The socket library is a runtime dependency that's not bundled by default with the Python runtime. Include it as part of the deployment package or in a layer that's associated with the function. See Deploy Python Lambda functions with .zip file archives for information on how to deploy dependencies with zip archive. See Using layers with your Lambda function for information on how to deploy dependencies as layers.
Note: It's a best practice to attempt to replicate the runtime of the target function. The test function is written in Python, but it can be ported to other runtimes.
With the test function in place, troubleshoot by using these steps:
- Set the hostname and port variables to match the ones to which the target function is attempting to establish a connection.

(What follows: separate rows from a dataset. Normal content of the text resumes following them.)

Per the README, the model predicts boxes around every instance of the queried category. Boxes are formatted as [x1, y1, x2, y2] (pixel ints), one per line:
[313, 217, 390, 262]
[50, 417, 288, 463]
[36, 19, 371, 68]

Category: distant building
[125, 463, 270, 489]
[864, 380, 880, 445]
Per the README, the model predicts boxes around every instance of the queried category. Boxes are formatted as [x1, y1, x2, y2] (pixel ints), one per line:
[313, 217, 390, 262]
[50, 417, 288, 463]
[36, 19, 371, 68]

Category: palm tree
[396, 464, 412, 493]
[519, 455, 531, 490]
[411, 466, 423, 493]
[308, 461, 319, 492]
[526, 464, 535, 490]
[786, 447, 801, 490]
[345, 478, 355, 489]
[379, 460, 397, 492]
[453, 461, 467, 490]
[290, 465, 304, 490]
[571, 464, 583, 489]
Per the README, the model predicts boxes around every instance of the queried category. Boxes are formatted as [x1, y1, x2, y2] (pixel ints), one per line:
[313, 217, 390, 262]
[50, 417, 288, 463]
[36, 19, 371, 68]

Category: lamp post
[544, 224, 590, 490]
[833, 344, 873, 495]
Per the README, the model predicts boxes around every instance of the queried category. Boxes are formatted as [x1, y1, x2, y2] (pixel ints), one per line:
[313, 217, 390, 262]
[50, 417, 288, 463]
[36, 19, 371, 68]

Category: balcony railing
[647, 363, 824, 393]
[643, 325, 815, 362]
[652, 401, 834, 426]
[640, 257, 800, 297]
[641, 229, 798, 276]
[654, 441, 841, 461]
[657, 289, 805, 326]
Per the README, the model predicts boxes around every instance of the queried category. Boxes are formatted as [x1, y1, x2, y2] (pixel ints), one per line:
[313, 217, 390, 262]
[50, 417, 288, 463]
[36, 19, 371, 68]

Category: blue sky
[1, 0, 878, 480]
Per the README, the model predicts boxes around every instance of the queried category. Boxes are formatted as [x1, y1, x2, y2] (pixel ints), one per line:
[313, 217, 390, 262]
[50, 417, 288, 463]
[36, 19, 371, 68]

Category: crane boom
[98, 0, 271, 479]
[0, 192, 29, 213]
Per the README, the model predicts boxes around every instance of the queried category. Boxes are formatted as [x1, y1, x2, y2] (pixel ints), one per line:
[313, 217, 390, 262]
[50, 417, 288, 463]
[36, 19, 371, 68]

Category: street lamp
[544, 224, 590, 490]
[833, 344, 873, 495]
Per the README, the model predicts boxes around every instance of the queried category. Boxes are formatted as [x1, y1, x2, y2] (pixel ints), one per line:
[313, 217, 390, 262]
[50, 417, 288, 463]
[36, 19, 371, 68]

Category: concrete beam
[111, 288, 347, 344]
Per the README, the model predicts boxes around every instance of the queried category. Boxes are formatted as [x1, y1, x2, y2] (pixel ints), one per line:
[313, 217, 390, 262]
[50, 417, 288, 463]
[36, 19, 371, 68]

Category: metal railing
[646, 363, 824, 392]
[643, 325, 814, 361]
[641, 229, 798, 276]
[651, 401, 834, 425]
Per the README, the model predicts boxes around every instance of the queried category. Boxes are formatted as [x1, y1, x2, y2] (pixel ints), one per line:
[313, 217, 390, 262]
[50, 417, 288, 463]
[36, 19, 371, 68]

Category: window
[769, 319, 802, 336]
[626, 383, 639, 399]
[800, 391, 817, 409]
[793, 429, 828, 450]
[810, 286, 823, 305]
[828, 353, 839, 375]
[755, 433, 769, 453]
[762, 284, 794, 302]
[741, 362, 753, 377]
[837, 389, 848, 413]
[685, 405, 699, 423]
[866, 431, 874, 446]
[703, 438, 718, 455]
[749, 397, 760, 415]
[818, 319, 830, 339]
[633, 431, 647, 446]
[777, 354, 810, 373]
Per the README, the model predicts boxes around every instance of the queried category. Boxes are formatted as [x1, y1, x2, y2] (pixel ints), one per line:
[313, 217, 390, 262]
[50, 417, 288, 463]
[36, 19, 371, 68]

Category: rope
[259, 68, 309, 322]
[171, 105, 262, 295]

- Mirror the network configuration (subnet and security group) of the target function.
- Set a function timeout value to accommodate any overhead. It's a best practice to make sure that the function timeout is higher than the socket connection timeout to allow for a connection.
- Run the test.
If the test fails, then there is likely a connectivity issue that must be investigated. If the test is successful, then there is likely a connectivity between the Lambda Amazon VPC environment (including the security group) to the endpoint. In this case, there is probably an issue with the target function and any of its dependencies.
Note: It's a best practice to check that the test function is launched in a similar subnet as the failing target function where multiple subnets with different routing profiles are involved.
If the failing subnet isn't known, rotate through the subnets to identify the failing subnet by following these steps:
- Specify the first subnet, and ignore the availability warning because you won't deploy this to a production platform.
- Test the function.
- Specify the next subnet, and test again.
- Repeat the previous step until all subnets are checked.